Avventura educativa e nuove fragilità
9 Settembre 2019
Il nuovo anno scolastico per i docenti di religione cattolica della diocesi di Lecce inizia con un corso di aggiornamento che li porta riflettere su quella che per loro è sempre una nuova avventura educativa e le nuove fragilità che accompagnano questo arduo compito professionale.
Ad aprire il primo giorno di lavori è intervenuto Mons. Seccia, l’arcivescovo di Lecce, che ha invitato fermamente i docenti ad un impegno serio, costante e competente.

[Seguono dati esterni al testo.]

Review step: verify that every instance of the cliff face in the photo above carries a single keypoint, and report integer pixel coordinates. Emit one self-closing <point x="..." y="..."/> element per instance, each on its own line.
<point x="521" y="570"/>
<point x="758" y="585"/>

Le relazioni del primo giorno si sono concentrate proprio sul ruolo dell’insegnante, in genere, e di quello di Religione Cattolica in particolare, finalizzato ad accompagnare gli studenti nella loro fase di crescita e di formazione globale. Don Flavio De Pascali ha chiarito, alla luce dei Padri del Deserto e del Magistero recente, proprio il difficile compito di stare accanto al ragazzo e giovane di oggi nel discernimento umano e spirituale, in vista di una formazione globale.
Della realtà giovanile ha parlato il Dottor De Semeis, psichiatra, che ha ripercorso tutte le fasi della crescita e dello sviluppo in funzione dell’identità della persona. Un particolare approfondimento lo ha dedicato al mondo giovanile e alle nuove fragilità che portano i ragazzi ad essere diversi rispetto al passato.
La seconda giornata ha visto la presenza del professor Andrea Porcarelli, dell’Università di Padova, che ha presentato le competenze pedagogiche, comunicative, quelle che ha definito le capacità maieutiche che un docente dovrebbe avere, proprio di fronte ad uno scenario educativo nuovo.
Si tratta di una connotazione tutta nuova della scuola.
In questa realtà cambia non solo lo stile di insegnamento o la ricerca di competenze da costruire insieme, sta anche cambiando la percezione dell’identità dello studente che anima il pianeta scuola e questo tempo. Don Roberto Massaro, moralista della Facoltà teologica Pugliese di Molfetta, è tornato su questo tema nelle sue diverse sfaccettature: dall’identità virtuale e alle relazioni liquide che influenzano la coscienza della persona che si sta formando e che si trova di fronte al bombardamento di tante verità sparate continuamente dalla Rete.
Sul mondo giovanile ha avuto di riflettere anche la Chiesa attraverso il Sinodo dei Giovani e proprio sul frutto di questa assemblea si è concentrata la riflessione di don Luca De Santis secondo il quale è proprio lo strumento sinodale che sta caratterizzando il pontificato di papa Francesco. Le assemblee sinodali stanno tornando ad essere un ritorno al popolo come soggetto da ascoltare e da rendere partecipe della vita della comunità.
Le due giornate si sono concluse con la celebrazione eucaristica presieduta dall’arcivescovo di Lecce alla presenza dei docenti, dirigenti scolastici e del dirigente dell’Ufficio Scolastico provinciale, dottor Vincenzo Melilli. A tutti loro e agli studenti si è rivolto Mons. Seccia per augurare a tutti un buon anno scolastico.